I have always been someone passionate about typography, ever since I did design work on my highschool yearbook on a Mac IIfx running the original Aldus Pagemaker and an original Laserwriter. I’ve done letterpress work, and continue to find typography itself to be a fascinating field. I’ve paid for a bunch of typefaces over the years, including a bunch from Emigre .
One thing I have never paid for thought was programming typefaces. There’s always been a lot out there for free, and they seemed more than good enough for my uses. Recently however, someone on Twitter mentioned Berkeley Mono , which is not free. In fact, it’s $75/person to license it in perpituity. In the typeface world, that’s not much, but it was just an odd thing. I figured I’d share a few of the faces I’ve gone through before landing on Berkeley Mono.
I started, long ago with Monaco . This has been around since … well, as long as I can remember on the Macintosh computer. Certainly, it dates back to the MacOS 8 and earlier days, and a derivative of it was shipped with the Macintosh Programmers Workbench.

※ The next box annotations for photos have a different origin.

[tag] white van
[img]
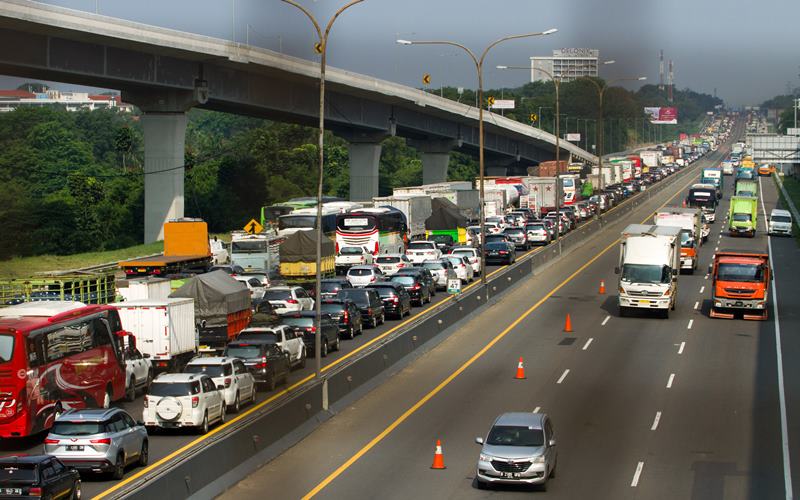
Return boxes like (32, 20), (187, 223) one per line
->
(767, 208), (792, 236)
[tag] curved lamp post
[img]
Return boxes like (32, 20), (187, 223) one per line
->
(398, 28), (558, 294)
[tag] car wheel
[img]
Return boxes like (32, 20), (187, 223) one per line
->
(111, 453), (125, 481)
(139, 440), (150, 467)
(233, 391), (242, 413)
(125, 377), (136, 401)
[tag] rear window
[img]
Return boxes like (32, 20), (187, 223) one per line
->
(148, 381), (200, 398)
(0, 336), (13, 363)
(188, 363), (233, 378)
(264, 290), (292, 300)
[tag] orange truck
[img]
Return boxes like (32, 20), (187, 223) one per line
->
(708, 251), (772, 321)
(119, 218), (213, 277)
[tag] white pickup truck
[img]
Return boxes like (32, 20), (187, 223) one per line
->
(334, 247), (373, 274)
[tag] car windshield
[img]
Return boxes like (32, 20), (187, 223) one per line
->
(183, 364), (233, 378)
(225, 344), (261, 359)
(717, 264), (764, 283)
(0, 463), (36, 484)
(347, 268), (372, 276)
(50, 421), (108, 436)
(486, 425), (544, 446)
(148, 382), (200, 397)
(0, 336), (13, 363)
(389, 276), (414, 286)
(264, 290), (292, 300)
(622, 264), (670, 283)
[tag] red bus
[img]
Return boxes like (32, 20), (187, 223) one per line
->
(0, 301), (125, 438)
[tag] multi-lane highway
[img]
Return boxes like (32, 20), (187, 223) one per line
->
(220, 136), (800, 499)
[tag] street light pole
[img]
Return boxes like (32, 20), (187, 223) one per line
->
(281, 0), (364, 378)
(397, 28), (558, 292)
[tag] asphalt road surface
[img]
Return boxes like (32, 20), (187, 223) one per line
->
(224, 137), (800, 499)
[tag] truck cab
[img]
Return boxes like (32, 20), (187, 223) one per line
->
(615, 224), (681, 318)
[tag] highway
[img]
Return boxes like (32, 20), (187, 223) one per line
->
(225, 132), (800, 499)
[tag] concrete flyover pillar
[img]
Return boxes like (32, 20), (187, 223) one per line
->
(408, 139), (459, 184)
(122, 89), (203, 243)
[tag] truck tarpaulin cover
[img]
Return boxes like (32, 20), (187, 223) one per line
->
(425, 198), (467, 231)
(170, 271), (250, 320)
(281, 231), (336, 262)
(644, 108), (678, 125)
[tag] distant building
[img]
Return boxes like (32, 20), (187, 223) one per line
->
(0, 90), (133, 113)
(531, 49), (600, 82)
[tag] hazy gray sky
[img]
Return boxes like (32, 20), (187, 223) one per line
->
(6, 0), (800, 105)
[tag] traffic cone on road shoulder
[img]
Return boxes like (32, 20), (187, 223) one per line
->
(564, 313), (572, 333)
(431, 439), (447, 469)
(514, 356), (525, 380)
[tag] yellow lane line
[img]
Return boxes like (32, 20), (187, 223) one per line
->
(303, 169), (694, 500)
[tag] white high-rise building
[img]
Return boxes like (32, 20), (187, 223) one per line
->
(531, 48), (600, 82)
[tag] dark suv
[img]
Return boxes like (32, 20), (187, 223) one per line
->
(389, 274), (431, 307)
(336, 288), (386, 328)
(320, 299), (364, 339)
(281, 311), (339, 357)
(367, 281), (411, 319)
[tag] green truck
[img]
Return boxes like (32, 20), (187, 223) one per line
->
(728, 196), (758, 238)
(734, 179), (758, 197)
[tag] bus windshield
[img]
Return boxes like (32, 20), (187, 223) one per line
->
(0, 335), (14, 363)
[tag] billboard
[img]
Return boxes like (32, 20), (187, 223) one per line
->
(644, 107), (678, 125)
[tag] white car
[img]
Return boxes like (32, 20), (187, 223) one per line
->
(125, 348), (153, 401)
(450, 247), (481, 276)
(442, 255), (475, 283)
(237, 325), (306, 368)
(142, 373), (227, 434)
(375, 253), (412, 276)
(346, 264), (383, 288)
(264, 286), (314, 314)
(406, 241), (442, 264)
(334, 247), (373, 272)
(183, 357), (256, 413)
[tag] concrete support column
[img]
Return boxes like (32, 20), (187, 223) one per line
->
(142, 113), (186, 243)
(348, 142), (381, 201)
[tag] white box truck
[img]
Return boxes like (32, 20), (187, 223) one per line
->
(114, 298), (198, 373)
(614, 224), (681, 318)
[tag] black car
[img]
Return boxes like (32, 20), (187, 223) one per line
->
(336, 288), (386, 328)
(485, 241), (517, 264)
(394, 267), (436, 297)
(389, 274), (431, 307)
(319, 278), (353, 300)
(366, 281), (411, 319)
(320, 299), (364, 339)
(223, 339), (292, 391)
(0, 455), (81, 498)
(281, 311), (339, 357)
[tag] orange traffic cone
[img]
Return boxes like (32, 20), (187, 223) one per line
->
(431, 439), (447, 469)
(514, 356), (525, 380)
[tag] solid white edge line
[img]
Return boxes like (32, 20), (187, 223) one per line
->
(758, 177), (794, 500)
(631, 462), (644, 488)
(650, 411), (661, 431)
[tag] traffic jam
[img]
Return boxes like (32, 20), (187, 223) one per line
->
(0, 121), (728, 498)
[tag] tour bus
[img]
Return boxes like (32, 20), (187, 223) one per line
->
(336, 207), (407, 255)
(0, 301), (127, 439)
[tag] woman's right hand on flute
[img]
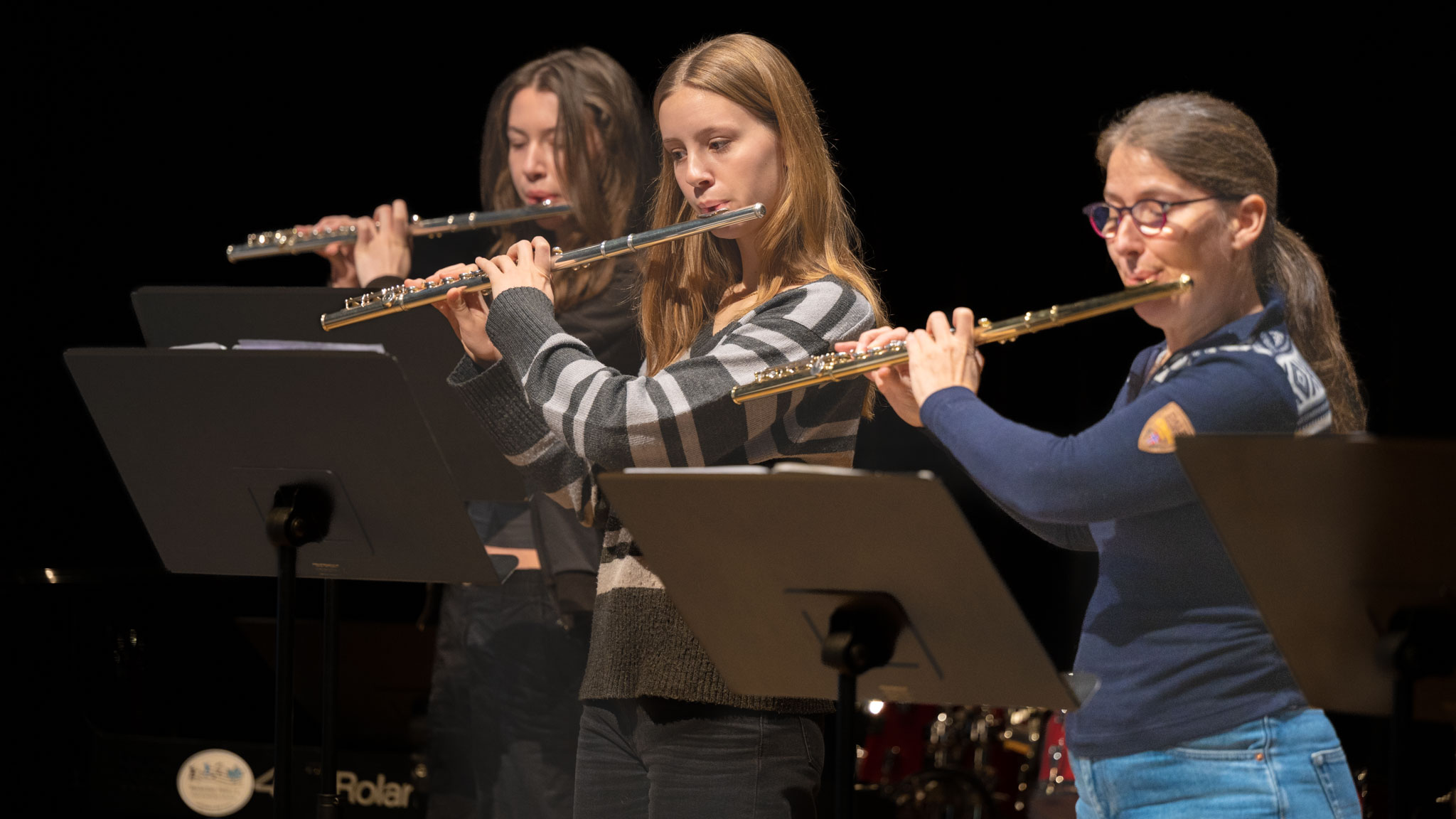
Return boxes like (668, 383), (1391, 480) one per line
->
(405, 264), (501, 366)
(835, 326), (924, 427)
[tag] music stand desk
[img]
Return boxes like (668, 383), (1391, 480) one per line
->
(131, 287), (525, 501)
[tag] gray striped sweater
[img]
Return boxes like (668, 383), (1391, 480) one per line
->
(450, 275), (874, 712)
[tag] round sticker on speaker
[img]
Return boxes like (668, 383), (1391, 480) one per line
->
(178, 748), (253, 816)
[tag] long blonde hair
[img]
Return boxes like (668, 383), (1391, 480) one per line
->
(1096, 93), (1366, 433)
(481, 48), (653, 314)
(639, 33), (884, 373)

Then, around 2009, Apple started shipping Menlo as their monospaced font of choice, and I moved over to that. It’s not wildly different from Monaco, so the changes were minimal:
I largely stayed on Menlo until JetBrains, whose IDEs I use constantly, released their own typeface, JetBrains Mono .

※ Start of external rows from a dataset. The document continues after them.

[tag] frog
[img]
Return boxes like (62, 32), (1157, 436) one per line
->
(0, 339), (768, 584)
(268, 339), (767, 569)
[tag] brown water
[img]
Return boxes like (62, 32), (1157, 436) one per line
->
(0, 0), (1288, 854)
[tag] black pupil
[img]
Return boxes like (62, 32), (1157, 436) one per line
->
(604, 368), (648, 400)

You can see that it was about that time that I adopted ligatures in my programming code. I stuck with that for a while, until I read an article which made me rethink my choices.
I even played with IBM’s new Plex typeface:
But I quickly went back to JetBrains Mono. That was until that fateful tweet, and with some encouragement from April , I tested and finally paid for Berkeley Mono:
I cannot tell you why, specifically, but the minute I adjusted my IDEs to use Berkeley Mono, everything instantly felt clearer and easier form me to read. Given my astigmatism, this is import.
So, give it a shot. They have a free trial. I know the entire market is flooded with free, or more accurately “free”, resources, but there’s an enormous amount of work involved in creating a good typeface, and like IDEs, people deserve to be compensated for their work.